9. Consistency of returns: was it too good to be true?

- Madoff was not betting on markets going up or down.

- With his split-strike approach, his system told him when to activate it and the rest of the time he was only invested in US treasuries.

- Our expectation for the returns is largely what they have been because systematic strategy predicated on his position as a market maker, seeing market volume, having data going back over the years, having technology to produce signals to indicate when to get in and out.

- This strategy was not supposed to generate outsized returns but stable returns and a good proxy for the expected returns was 2-3 times the risk-free rate (high single digit).

10. What was the size of Madoff’s business?
- Bernard L. Madoff Investment Securities, LLC had USD 700 mn of equity capital.
- Madoff had 200 employees, with 100 people in trading, 50 in technology, and 50 in the back office.
- 170 people in New York and 30 in London.
- Madoff securities represented +/-10% of NYSE trading volume.
- The auditors of the firm were Friehling & Horowitz (US) and KPMG (UK).
- 12 people are dedicated to the split strike conversion strategy, lead by Bernard Madoff.
- Bernard Madoff sat on many reputable boards (NASDAQ, Depository Trust and Clearing Corp., Securities Industry Association).
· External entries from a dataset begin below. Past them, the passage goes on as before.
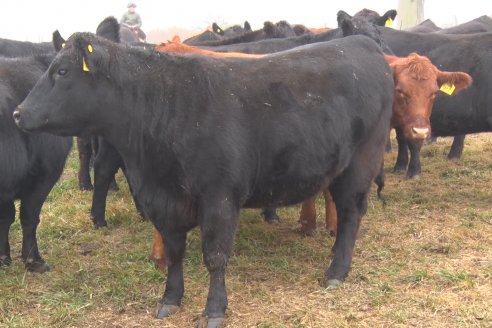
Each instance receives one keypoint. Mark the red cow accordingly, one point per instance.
(417, 82)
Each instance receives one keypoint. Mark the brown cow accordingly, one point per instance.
(417, 82)
(175, 47)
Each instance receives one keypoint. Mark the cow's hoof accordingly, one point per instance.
(206, 322)
(331, 283)
(5, 260)
(160, 264)
(114, 188)
(307, 231)
(85, 187)
(399, 170)
(273, 220)
(100, 224)
(165, 310)
(38, 266)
11. What about the non-segregation of investment management, executing broker and custodian functions?
- We identified this as a risk of the investment from a structural risk perspective but found comfort in two mitigating elements: his status as a large and reputable broker/dealer which was subject to routine SEC and FINRA regulatory audits and Madoff’s longstanding reputation in building Wall Street’s financial markets infrastructure (through his work with NASDAQ, the NSCC, and the DTCC).
- Madoff is a regulated broker/dealer executing trades and an investment advisor to the vehicles, thus it seemed to make sense that Madoff would have had the custody and be its own prime broker.
- The investment vehicles managed by Madoff were separate legal entities with their own administrator and auditor, all large and reputable firms as highlighted under the point 3 of this document. The auditors of the investment vehicles provided us with clean opinions and attestations of their annual verifications.

12. Was Madoff only getting paid on commissions?
- Madoff was predominantly a broker/dealer and as such was paid on commissions from the trades he was initiating and conducting.

13. And UBP’s retrocession from Bernard Madoff Investment Securities LLC?
- UBP did not get any retrocession from Bernard Madoff Investment Securities LLC nor from the various nvestment vehicles managed by Madoff (as listed above).

14. What about Madoff’s auditors?
- Madoff’s auditors Friehling & Horowitz were accredited by the SEC and all the investment vehicles were audited by the largest auditing firms. Despite the supposedly size weakness of Madoff’s auditors, the SEC has each year renewed its approval; SEC reports on the firm were regularly made available.

15. How was the NAV calculated?
- The Bank relied on the NAV calculation made by the third party funds to the extent this calculation was checked by the funds' administrators, custodians and auditors.
- Although Ascot had their NAVs calculated in house, it was possible to compare it against Fairfield Sentry’s, M-Invest’s and Kingate’s which benefited from an independent calculation of NAV’s.
- Regarding M-Invest, Citco as the administrator, received daily trade tickets and provided us with monthly statements and NAVs.

16. Did it seem unlikely that the S&P 100 options market that Madoff purported to trade could handle the size of the combined investment vehicles?
- Madoff traded all large cap stocks on the exchange (top 100) with a market cap close to USD 5 tn and an average daily volume of approximately USD 20 bn.
- He traded OTC options on the S&P 100 Index.
- Madoff was more focused on OTC derivatives so that you might not see a corresponding cover in the listed markets to his options. His counterparties were large financial institutions dealing under ISDA agreements.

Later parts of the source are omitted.